Com um enredo sobre os 50 anos de Brasília, a Beija-Flor de Nilópolis fechou o primeiro dia de desfiles na Marquês de Sapucaí sem empolgar os foliões. Vice-campeã de 2009, a azul e branco fez uma apresentação correta, mas fria. A agremiação ainda enfrentou problemas com o som do sambódromo.

O destaque ficou por conta da comissão de frente, que abusou dos efeitos luminosos. Os 14 componentes precisaram de cerca de uma hora e meia para colar todos os brilhantes da fantasia no rosto. Na concentração, o carnavalesco Alexandre Louzada passou mal e precisou ser levado ao posto médico. Porém, ele se recuperou a tempo de desfilar.

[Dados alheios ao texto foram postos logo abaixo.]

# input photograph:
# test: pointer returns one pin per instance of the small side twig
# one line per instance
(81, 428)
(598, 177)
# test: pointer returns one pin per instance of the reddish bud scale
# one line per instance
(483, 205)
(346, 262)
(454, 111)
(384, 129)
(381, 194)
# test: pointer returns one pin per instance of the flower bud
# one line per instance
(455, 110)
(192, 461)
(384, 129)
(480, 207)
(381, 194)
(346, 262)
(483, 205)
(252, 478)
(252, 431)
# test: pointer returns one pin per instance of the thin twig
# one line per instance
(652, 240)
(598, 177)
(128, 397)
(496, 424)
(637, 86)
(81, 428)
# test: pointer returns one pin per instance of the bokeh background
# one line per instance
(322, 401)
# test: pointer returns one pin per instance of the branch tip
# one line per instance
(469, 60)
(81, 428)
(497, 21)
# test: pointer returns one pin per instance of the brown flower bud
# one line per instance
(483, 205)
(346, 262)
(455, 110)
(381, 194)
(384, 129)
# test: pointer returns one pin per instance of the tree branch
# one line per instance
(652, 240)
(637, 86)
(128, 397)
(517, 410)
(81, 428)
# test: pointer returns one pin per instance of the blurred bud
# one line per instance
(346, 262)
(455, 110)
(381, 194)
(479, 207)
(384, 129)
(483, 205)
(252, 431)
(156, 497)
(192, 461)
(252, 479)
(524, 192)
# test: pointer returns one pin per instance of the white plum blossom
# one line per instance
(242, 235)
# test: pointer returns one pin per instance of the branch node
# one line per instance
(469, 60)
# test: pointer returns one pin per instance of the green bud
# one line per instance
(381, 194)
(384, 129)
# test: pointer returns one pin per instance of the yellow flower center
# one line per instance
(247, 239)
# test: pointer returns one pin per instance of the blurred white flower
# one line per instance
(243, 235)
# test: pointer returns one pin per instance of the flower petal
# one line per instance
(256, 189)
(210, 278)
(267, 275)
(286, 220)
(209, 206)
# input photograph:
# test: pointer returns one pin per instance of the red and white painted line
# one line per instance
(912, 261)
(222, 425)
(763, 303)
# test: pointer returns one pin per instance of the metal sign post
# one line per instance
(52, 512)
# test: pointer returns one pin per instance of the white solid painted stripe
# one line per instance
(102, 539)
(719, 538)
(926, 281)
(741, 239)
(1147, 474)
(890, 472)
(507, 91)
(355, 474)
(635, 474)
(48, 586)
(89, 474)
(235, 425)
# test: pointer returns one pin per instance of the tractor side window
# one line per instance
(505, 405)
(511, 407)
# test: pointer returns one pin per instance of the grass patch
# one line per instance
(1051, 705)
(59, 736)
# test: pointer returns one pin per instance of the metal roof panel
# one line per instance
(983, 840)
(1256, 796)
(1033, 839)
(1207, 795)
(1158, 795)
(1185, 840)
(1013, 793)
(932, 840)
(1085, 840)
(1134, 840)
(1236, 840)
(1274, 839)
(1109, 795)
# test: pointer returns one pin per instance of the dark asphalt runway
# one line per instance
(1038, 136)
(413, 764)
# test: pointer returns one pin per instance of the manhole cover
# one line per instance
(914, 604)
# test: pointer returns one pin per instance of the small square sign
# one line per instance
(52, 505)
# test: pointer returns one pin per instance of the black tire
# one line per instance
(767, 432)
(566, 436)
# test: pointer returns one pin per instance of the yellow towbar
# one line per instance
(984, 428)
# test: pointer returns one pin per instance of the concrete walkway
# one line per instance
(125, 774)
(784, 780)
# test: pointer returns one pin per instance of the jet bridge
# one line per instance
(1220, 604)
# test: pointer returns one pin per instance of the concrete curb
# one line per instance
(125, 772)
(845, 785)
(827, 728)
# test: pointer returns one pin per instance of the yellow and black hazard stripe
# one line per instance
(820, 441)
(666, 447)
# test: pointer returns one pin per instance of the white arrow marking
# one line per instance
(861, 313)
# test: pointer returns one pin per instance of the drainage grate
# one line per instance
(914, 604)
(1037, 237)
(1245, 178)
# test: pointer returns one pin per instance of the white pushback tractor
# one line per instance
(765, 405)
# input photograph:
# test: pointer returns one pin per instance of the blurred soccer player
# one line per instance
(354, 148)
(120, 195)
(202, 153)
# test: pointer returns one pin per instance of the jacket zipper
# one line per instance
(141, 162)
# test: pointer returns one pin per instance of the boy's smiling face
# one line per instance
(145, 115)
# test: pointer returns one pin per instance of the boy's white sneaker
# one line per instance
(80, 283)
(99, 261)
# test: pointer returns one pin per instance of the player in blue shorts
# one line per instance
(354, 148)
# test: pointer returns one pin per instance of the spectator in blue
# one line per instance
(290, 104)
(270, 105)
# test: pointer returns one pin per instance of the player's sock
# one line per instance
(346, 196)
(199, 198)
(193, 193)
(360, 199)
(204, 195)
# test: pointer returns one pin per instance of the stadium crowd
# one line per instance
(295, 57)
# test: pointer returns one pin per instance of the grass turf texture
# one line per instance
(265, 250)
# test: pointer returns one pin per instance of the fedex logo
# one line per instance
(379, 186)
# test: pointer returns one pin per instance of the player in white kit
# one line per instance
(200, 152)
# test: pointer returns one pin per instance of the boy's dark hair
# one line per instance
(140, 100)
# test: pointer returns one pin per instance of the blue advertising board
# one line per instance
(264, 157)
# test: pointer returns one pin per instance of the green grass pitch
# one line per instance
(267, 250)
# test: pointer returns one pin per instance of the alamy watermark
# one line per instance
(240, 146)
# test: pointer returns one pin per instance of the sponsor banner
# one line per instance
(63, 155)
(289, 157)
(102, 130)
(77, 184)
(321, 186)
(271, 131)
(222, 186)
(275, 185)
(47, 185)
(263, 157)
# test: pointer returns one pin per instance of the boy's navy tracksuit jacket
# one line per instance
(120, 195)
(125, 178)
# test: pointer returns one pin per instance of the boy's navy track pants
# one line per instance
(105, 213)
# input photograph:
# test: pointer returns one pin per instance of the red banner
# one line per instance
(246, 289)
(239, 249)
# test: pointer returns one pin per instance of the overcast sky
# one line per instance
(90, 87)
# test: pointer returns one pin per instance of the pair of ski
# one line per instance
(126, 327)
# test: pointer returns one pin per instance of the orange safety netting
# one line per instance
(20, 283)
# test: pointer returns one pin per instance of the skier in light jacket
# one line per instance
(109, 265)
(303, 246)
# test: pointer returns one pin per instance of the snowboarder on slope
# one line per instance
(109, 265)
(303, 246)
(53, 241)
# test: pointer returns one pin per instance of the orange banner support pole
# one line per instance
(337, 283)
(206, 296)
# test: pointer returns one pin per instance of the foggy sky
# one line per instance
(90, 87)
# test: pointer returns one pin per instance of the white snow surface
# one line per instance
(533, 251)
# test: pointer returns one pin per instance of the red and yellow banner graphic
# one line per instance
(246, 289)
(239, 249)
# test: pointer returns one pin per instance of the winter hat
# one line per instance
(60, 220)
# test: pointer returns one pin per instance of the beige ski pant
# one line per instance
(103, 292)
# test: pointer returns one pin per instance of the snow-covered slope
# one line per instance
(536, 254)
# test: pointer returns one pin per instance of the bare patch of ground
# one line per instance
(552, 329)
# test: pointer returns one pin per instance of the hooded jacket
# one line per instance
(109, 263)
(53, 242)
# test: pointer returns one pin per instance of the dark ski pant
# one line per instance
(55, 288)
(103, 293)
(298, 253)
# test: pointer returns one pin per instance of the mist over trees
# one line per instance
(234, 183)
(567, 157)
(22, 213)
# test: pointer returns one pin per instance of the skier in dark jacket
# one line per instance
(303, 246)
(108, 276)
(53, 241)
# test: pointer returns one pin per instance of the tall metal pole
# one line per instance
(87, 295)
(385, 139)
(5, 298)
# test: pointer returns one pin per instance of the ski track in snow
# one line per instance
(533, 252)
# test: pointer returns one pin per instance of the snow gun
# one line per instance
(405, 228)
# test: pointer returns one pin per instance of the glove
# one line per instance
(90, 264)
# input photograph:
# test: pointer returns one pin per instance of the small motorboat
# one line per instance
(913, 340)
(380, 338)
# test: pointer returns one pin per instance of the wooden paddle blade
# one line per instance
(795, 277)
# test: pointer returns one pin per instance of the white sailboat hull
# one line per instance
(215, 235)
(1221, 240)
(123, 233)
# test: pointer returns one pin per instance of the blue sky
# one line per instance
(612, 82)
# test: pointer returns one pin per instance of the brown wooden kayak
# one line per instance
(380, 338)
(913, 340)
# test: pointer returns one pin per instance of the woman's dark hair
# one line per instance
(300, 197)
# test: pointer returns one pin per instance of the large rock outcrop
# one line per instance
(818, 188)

Confiante na vitória, o intérprete Neguinho da Beija-Flor, lembrou que a escola sempre obteve bons resultados ao homenagear uma cidade e ressaltou que o enredo da escola abordaria apenas a Brasília cultural. “Não estamos falando do centro político do País”, disse.

A azul e branco de Nilópolis, que recebeu uma verba extra do governo do Distrito Federal, teve seu enredo atropelado pela prisão do governador licenciado do Distrito Federal, José Roberto Arruda, acusado de estar envolvido em um esquema de corrupção. “Não acho que isso vai atrapalhar”, afirmou. “Até para nossa felicidade, o único político homenageado foi Juscelino Kubitschek”, completou.

O presidente da escola, Farid Abraão David, engrossou coro, ao fazer questão de separar a história de Brasília retratada na Sapucaí dos recentes escândalos políticos.